McLuhan in unpublished letter to Archie Malloch, April 18, 1954:

But this summer I would like to write my book on the Gutenberg Era.  Shouldn’t take too long. Would appreciate any texts or quotes you meet that bear on effect of print on human habits of learning and attention generally.  Donne key case.  Switch from poetry geared to music and oral delivery (as song) to poetry as read or spoken to oneself.  But he was transition in this respect.  The real trend developed after him.  
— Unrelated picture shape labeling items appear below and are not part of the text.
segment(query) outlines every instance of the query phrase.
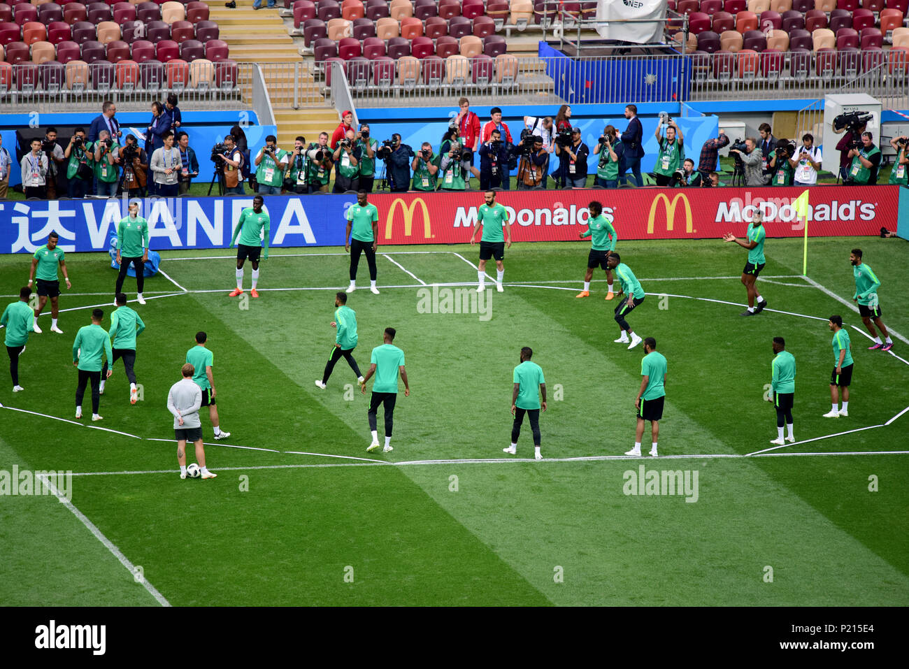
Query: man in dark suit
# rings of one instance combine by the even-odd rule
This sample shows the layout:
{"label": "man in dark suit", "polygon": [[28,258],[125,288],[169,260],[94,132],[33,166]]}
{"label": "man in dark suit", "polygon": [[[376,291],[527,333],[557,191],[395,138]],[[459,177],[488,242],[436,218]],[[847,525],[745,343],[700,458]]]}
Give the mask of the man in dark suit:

A year later to Malloch on July 11, 1955:

Hope to get on with book on Gutenberg Era.

 

The Law of Media 1

The epigraph to Claude Lévi-Strauss’s Les Structures élémentaires de la parenté (1949)1 is taken from Primitive Culture (1871) by E. B. Tylor:

The tendency of modern inquiry is more and more towards the conclusion that if law is anywhere, it is everywhere.2

McLuhan’s question, explicitly from the time of his Nashe thesis onwards (but implicitly from the time of his work with Rupert Lodge at the University of Manitoba a decade before), was: what are the basic structures of human experience and how do they interrelate?3 “The medium is the message” marked his realization, 15 years after his thesis, that the first step towards an answer to this question had to lie in the specification of those basic structures.4 Only so could the open collective investigation into human experience at last be initiated –- through which survival might be yet be achieved.

 

 

  1. English translation, The Elementary Structures of Kinship, 1969. 
  2. McLuhan often expressed his confidence that human ingenuity could successfully grapple with any difficulty on which it set its sights: “Just as language offers an extensive and complex apprehension of the structure of beings, so that faculty which produced this state of language is perpetually operative — an intuitive perception of essentials.” (The Classical Trivium, 51). His “survival strategy” lay in the question: how can we so exercise our “intuitive perception of essentials” in the study of human experience itself to realize in it the sorts of revolutionary dis-coveries achieved (only recently in human history) in sciences like physics, chemistry, biology and genetics? 
  3. For example, if human experience may be taken to fall into the types represented by the three trivial arts, how do these mutually combine, or dissociate, to form the complicated fabric of the tradition? 
  4. For example, if human experience may be taken to fall into the types represented by the three trivial arts, how are these to be recognized such that collective investigation of ‘them’ first becomes possible?